On the surface, everything is calm.
She feels calm. She drinks her tea, eats her breakfast, gets dressed, brushes her teeth. The children get ready for school with their usual fights and screaming, as though they don’t sense that this calm is not a safe one. Something is wrong, but something is always wrong. Every day something is churning deep, deep below them.our
They leave the house. She is alone. She makes herself another cup of tea.
She sits down at her desk, wakes up her laptop, checks her email. Nothing important. She settles in to work, still calm, her hands steady. Nothing is wrong.
At lunchtime, she submits her reports and stands up to stretch. There are leftovers in the fridge and she eats them at the table with her book, the one for her book club. It doesn’t hold her interest but she keeps turning the pages anyway.
The dishes go in the dishwasher. The kettle goes on for another cup of tea. She goes upstairs to the bathroom, then comes down again. Her tea steeps, and she looks out the window at the grey and brown of early spring, the squirrels skittering through the trees, the chickadees singing for mates. Nothing remarkable anywhere.
The timer beeps for her tea, startling her. It’s too harsh. She takes it back to her desk and sits down again, but this time, she can’t concentrate. The timer is not that big a deal, she tells herself. It just startled you. You should go for a walk, or call someone.
She stares at her computer screen. She picks up her tea, and her hands are shaking so badly that she spills tea on her lap. It burns, and she cries out.
Get a grip, she tells herself savagely. You’re slipping.
She slams her laptop shut. Takes her tea to the kitchen and dumps it down the drain. Goes upstairs to change her jeans.

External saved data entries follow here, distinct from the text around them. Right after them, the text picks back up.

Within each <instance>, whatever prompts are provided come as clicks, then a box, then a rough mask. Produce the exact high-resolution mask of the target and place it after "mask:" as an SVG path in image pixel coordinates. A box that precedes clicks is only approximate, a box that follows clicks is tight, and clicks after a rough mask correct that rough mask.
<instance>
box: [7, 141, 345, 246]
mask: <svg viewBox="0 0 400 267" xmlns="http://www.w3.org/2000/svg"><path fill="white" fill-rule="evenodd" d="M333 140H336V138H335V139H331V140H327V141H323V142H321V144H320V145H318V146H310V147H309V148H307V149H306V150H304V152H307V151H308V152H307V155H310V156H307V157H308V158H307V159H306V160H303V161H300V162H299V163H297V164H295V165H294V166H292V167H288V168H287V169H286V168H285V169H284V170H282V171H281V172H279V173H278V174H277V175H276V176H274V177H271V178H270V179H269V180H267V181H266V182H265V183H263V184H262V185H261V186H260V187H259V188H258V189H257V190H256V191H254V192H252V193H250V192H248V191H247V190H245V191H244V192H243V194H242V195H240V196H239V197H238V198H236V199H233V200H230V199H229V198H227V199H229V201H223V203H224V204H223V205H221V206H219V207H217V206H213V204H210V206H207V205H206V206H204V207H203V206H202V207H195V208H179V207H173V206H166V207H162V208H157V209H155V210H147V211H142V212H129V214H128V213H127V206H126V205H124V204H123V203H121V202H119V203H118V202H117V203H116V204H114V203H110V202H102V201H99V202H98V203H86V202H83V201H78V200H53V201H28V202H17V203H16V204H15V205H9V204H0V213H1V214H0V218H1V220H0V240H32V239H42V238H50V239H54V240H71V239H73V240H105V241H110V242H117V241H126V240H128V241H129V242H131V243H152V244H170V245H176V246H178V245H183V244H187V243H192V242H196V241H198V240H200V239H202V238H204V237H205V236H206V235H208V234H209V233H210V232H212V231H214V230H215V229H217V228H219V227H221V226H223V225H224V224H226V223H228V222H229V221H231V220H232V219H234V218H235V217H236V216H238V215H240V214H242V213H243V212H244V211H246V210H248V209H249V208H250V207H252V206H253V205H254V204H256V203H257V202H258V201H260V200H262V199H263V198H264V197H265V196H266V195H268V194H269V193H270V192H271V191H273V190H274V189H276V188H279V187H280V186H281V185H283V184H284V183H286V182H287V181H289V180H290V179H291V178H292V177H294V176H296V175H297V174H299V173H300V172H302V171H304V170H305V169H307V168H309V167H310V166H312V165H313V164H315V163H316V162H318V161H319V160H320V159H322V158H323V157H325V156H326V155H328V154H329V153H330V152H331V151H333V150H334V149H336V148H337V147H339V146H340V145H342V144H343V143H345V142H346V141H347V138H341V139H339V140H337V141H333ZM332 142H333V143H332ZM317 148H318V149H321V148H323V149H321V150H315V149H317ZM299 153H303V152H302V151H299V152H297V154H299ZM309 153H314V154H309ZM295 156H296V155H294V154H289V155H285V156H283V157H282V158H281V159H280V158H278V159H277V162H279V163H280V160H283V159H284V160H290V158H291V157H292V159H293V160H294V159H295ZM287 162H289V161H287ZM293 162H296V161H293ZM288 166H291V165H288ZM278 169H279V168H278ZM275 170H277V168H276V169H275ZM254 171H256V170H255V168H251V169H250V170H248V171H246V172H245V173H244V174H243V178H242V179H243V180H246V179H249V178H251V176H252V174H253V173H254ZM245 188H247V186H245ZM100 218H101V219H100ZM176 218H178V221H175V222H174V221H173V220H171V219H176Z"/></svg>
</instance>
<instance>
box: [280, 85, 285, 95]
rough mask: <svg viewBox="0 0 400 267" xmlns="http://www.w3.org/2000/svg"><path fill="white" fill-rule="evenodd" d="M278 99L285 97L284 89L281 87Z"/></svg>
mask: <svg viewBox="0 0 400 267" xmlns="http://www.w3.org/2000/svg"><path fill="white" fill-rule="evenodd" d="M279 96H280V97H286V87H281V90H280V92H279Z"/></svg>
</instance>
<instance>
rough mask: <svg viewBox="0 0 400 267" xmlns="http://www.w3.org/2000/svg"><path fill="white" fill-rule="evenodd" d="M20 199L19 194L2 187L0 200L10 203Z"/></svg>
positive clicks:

In the bathroom, she opens the medicine cabinet behind the mirror. Her gaze is briefly caught by the neat rows of Advil and Tylenol and half-finished prescriptions. But she doesn’t need those; she needs the list on the back of the mirror.
WHAT TO DO WHEN IT HAPPENS AGAIN
There is a list of phone numbers, a list of activities, and a crisis protocol. Right beneath the heading it says IF YOU CAN’T DECIDE, FOLLOW THE CRISIS PROTOCOL.
She is surprised to find tears on her cheeks, but they shouldn’t be a surprise. She never wanted to do this again.
With a sigh, she takes the piece of chalk from its place on the shelf and goes back downstairs.
She pulls back the area rug and draws a wobbly circle on the hardwood. She writes the letters CMXI in the centre. She takes the first candle she can find, a disgusting “clean laundry” scented one, and lights it. She puts it down inside the circle. She gets her book club book and sits down in the circle to wait for help to arrive.